The great mythographer Joseph Campbell once commented that the world is full of creation stories and all of them are wrong. The Tarot is like that: full of origin stories, and probably all of them wrong. They are wrong because they take a compelling idea as literal truth. Wrong because they need that literal belief to take the idea seriously, and if someone should disprove once and for all these origin tales they will have lost their hold on its meaning and value. But if we can learn to take these origin tales as myths, as divine play, then not only can we let go of this need to prove the superiority of one to all others, we also can appreciate the poetic truth of each one. And we can marvel at this amazing work, this pack of seventy-eight pictures that somehow adapts itself to so many spiritual and historical traditions.
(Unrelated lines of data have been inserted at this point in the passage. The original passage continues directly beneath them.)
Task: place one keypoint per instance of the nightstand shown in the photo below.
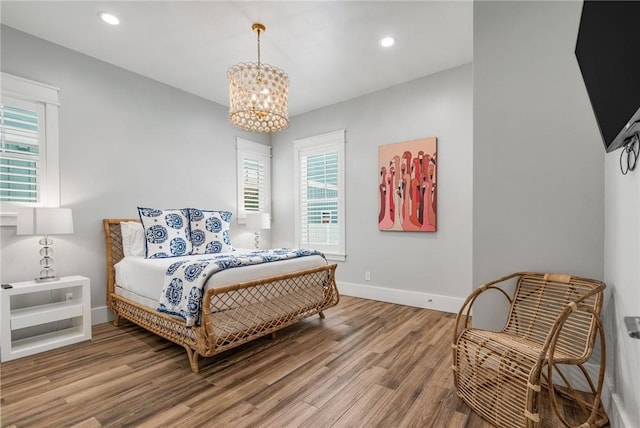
(39, 316)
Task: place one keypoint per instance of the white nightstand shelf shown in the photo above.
(39, 316)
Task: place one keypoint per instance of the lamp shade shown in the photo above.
(258, 221)
(44, 221)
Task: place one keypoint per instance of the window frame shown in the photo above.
(329, 142)
(46, 96)
(246, 149)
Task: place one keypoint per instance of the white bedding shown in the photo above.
(141, 280)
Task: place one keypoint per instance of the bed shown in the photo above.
(235, 308)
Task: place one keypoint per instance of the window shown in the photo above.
(29, 173)
(320, 198)
(254, 178)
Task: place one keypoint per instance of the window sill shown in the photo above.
(335, 257)
(8, 219)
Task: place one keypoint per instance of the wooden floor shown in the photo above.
(368, 364)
The Tarot''s Secret Origin is part of its myth. One of the most remarkable things about the cards is the way people snapped at this idea the moment it appeared and have clung to it tenaciously ever since. Here is a personal story. Years ago I was in Denmark shortly after the publication of the Danish edition of my book Seventy-Eight Degrees of Wisdom. Two radio stations wanted to interview me. The first, on national radio, went very well. The second was for a New Age program and I looked forward to it as a chance to discuss the Tarot in some more depth. The day before, the host called me to go over some topics. When I told him that I did not believe the Tarot came from Atlantis, or that secret occult masters crafted it and disguised it as a game, he canceled my appearance.
Though we cannot determine the exact origin of the cards, we can, in fact, pinpoint the origin of the myth. In the 1770s and 80s a man named Antoine Court de Gébelin published a nine-volume study of esoteric ideas called Le Monde Primitif (The Primitive World). The very idea of a primitive human state is itself a myth. In our time, the term "primitive" suggests people unformed, ignorant, savage. In earlier times it meant the opposite, a supposed golden age in which people knew spiritual truth and lived in perfect peace. The Garden of Eden is a variation on this myth.
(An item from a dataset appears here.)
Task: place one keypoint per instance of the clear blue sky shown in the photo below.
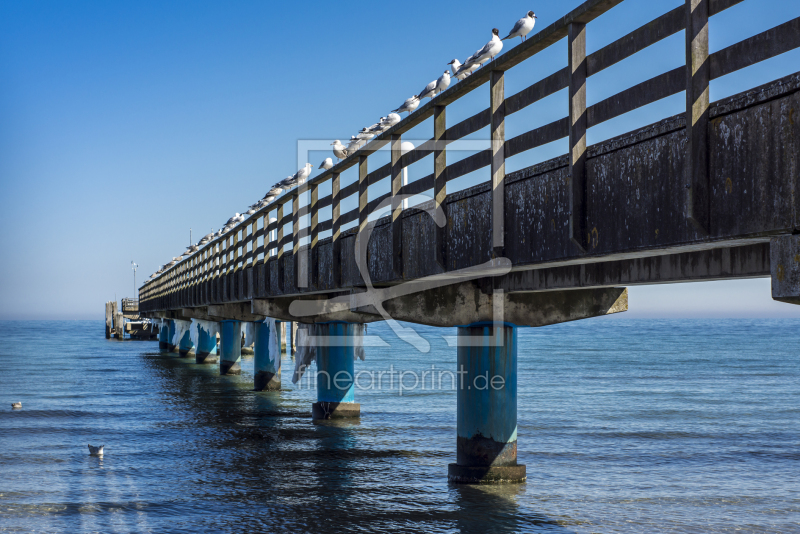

In the course of his work, Court de Gébelin visited a friend, Madame la C. d''H., who showed him the latest fad, an Italian card game popular in the southern countries, called in Italy tarocchi, and in France les tarots. Court de Gébelin looked through the bright pictures and had an epiphany. The ordinary card game was, in fact, a disguised great work of occult mystery. He called it the Book of Thoth, the very sum of all knowledge.
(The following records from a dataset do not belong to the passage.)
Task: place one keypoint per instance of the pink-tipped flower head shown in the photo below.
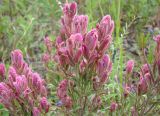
(127, 90)
(48, 43)
(36, 112)
(67, 101)
(6, 95)
(74, 46)
(91, 39)
(103, 64)
(37, 82)
(12, 75)
(27, 92)
(79, 24)
(69, 10)
(113, 106)
(106, 26)
(158, 65)
(17, 60)
(62, 89)
(142, 86)
(145, 69)
(2, 71)
(134, 111)
(45, 58)
(44, 104)
(130, 66)
(96, 101)
(104, 44)
(157, 39)
(20, 84)
(58, 41)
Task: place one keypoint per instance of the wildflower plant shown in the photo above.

Thoth was an Egyptian God, the quintessential master of wisdom. Thoth guided the boat of the Sun God Ra across the sky, he invented mummification to resurrect the slain God Osiris, he helped judge dead souls for the afterlife, he even gambled with the Moon to create extra days for the year (more about that story in awhile). The Greeks linked Thoth with their own Hermes, God of magic, healing, wisdom, science, commerce, and, not incidentally, patron of swindlers and thieves (you have to love a religion with a God of swindlers).
Much of the esoteric tradition originates with a shadowy figure known as Hermes Trismegistus, or Thrice-great Hermes, author of The Emerald Tablet, a work composed in Alexandrian Egypt in the early Christian era. The myth of the Emerald Tablet considers Hermes Trismegistus another name for Thoth. Now Antoine Court de Gébelin had described the Tarot as an even more fundamental divine work than the Emerald Tablet itself. Thoth, he said, had given the symbolic pictures to his human disciples and disguised them as a game so it could move through the centuries undetected.